Un altro passo fondamentale è capire che questi marcatori di qualità raggiungono la loro massima espressione quando il latte viene lavorato a crudo e preferibilmente nei luoghi di mungitura. Se quanto detto torna, allora il lavoro di chi si affianca ai produttori e ne perfeziona il prodotto con la "seconda lavorazione" è, prima di tutto, quello di conoscere profondamente, intimamente, i luoghi, gli animali, gli uomini e le donne del formaggio, la sua natura, le sue necessità in termini di ambienti di maturazione. Una specie di missione per acquisire la conoscenza pratica di ciò che la teoria suggerisce.
Questo è il primo paletto discriminante tra chi può essere qualificato come un professionista dell'allevamento dei formaggi e chi semplicemente si improvvisa tale. Per pensare di poter migliorare una cosa bisogna conoscerla nelle sue fibre più intime. Ci vuole tempo, pazienza e anche un po’ di bernoccolo in un percorso virtuoso che si autoalimenta.

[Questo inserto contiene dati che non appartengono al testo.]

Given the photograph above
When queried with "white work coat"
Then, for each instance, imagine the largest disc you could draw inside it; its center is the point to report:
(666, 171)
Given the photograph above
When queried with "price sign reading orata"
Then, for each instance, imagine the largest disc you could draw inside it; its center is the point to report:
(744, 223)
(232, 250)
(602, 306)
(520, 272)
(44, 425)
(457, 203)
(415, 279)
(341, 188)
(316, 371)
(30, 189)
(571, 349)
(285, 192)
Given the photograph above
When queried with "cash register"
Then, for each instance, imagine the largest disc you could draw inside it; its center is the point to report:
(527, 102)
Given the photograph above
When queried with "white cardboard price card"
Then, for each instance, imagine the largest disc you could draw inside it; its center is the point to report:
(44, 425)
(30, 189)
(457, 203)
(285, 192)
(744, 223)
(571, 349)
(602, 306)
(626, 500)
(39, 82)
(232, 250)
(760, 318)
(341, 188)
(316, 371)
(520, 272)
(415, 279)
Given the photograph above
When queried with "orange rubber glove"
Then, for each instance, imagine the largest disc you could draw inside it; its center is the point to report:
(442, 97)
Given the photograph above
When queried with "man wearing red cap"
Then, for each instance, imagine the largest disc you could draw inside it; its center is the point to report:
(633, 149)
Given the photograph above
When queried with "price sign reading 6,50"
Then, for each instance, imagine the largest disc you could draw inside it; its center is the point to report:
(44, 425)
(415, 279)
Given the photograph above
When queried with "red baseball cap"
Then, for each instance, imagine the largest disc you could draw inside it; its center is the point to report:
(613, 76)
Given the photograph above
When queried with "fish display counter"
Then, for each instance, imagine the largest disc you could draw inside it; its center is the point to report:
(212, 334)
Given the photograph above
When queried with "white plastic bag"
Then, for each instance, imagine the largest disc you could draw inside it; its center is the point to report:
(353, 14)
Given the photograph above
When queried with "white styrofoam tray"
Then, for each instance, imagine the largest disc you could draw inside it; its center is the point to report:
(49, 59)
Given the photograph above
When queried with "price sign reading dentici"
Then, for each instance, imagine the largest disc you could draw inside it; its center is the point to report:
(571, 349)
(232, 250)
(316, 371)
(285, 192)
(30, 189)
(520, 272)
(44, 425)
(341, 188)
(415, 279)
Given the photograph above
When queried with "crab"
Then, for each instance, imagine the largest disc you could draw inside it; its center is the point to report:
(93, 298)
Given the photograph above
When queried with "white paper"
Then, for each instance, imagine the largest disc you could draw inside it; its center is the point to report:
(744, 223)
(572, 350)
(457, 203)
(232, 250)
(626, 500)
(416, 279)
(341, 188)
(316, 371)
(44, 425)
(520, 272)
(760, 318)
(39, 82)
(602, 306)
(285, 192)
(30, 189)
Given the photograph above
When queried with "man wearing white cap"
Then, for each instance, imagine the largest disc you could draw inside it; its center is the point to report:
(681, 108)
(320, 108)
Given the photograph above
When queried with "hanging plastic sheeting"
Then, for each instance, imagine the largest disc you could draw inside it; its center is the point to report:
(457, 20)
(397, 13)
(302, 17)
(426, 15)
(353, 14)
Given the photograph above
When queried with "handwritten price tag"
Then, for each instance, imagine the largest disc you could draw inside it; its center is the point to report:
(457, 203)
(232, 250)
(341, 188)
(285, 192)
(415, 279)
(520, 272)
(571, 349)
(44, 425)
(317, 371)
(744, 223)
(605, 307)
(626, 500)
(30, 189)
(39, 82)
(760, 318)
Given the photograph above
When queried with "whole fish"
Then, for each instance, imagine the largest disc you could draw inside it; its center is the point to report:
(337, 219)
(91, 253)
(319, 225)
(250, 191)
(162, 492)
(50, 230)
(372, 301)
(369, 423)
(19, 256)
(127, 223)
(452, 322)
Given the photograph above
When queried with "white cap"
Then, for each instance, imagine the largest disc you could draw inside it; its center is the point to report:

La differenza tra allevatore e stagionatore
Perché allevatore non è sinonimo di stagionatore?
L’allevatore non è “solo” uno stagionatore. Bisogna pensarlo come un perfezionatore dei caratteri ben distintivi già presenti nei formaggi di cui si occupa. Un risultato che si ottiene attraverso la seconda trasformazione, cioè quella fase di cure e attenzioni che vanno dedicate ai formaggi al di là, al disopra e soprattutto dopo il lavoro di produzione del casaro/allevatore e della prima inevitabile necessaria stagionatura.
La materia prima di cui si occupa l’allevatore di formaggi non solo gli è ben nota, ma, come si è più sopra detto nasce dalla partnership tra lui e il casaro. Quello di allevatore di formaggi è quindi un lavoro vero e proprio di valorizzazione della materia prima che nasce ancor prima che l’animale bruchi. L’allevatore di formaggi non deve essere visto come un produttore, né come uno stagionatore, ma come un tutor di tutta la filiera produttiva di cui si occupa al fine di gestirne al meglio il risultato.

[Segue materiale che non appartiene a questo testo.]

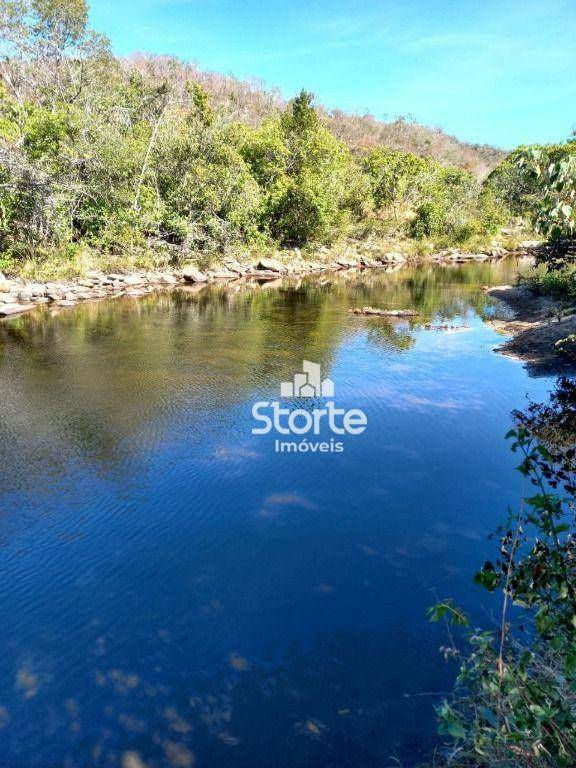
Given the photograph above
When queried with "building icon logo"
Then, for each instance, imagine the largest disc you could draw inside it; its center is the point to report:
(308, 384)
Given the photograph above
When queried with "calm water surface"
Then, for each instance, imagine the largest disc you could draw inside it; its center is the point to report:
(175, 593)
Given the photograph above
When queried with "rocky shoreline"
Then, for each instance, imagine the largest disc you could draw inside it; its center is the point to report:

Deve gestire al meglio i luoghi di conservazione e di perfezionamento del prodotto, dosando gli strumenti naturali della temperatura e dell'umidità. Deve dunque anche saper scegliere gli ambienti fisicamente adatti, di cui l'optimum è una cantina e applicare anche quotidianamente, quando serve, tutte le cure necessarie (lavaggi, puliture, rivoltamenti) per l'evoluzione possibile delle croste. Ogni formaggio sarà gestito nell'ambiente più consono, anche quando questo è promiscuo. Con la sperimentazione il perfetto allevatore avrà individuato, nel corso del tempo, i luoghi più vocati, nella propria cantina, per permettere l'evoluzione migliore, formaggio per formaggio.
Con una avvertenza: non sarà certo solo il trascorrere del tempo a qualificare il lavoro dell’allevatore.
Formaggi senza gli imprinting ricordati sopra diventano semplicemente vecchi e un formaggio vecchio è quanto di peggio si possa immaginare. Ben altro il risultato, quando il tempo è sagacemente applicato, attraverso l'assiduità della cura e la correttezza dell'ambiente, a far sì che le croste respirino e restino morbide ed elastiche, permeabili e nello stesso tempo a protezione di una pasta che non inaridisce e che anzi, anche nei formaggi di più lunga vita, offra al momento della degustazione, non solo gamme di gusto completissime, ma anche palatabilità, concreta morbidezza e solubilità. In una parola il risultato dell’allevamento sarà un formaggio perfetto.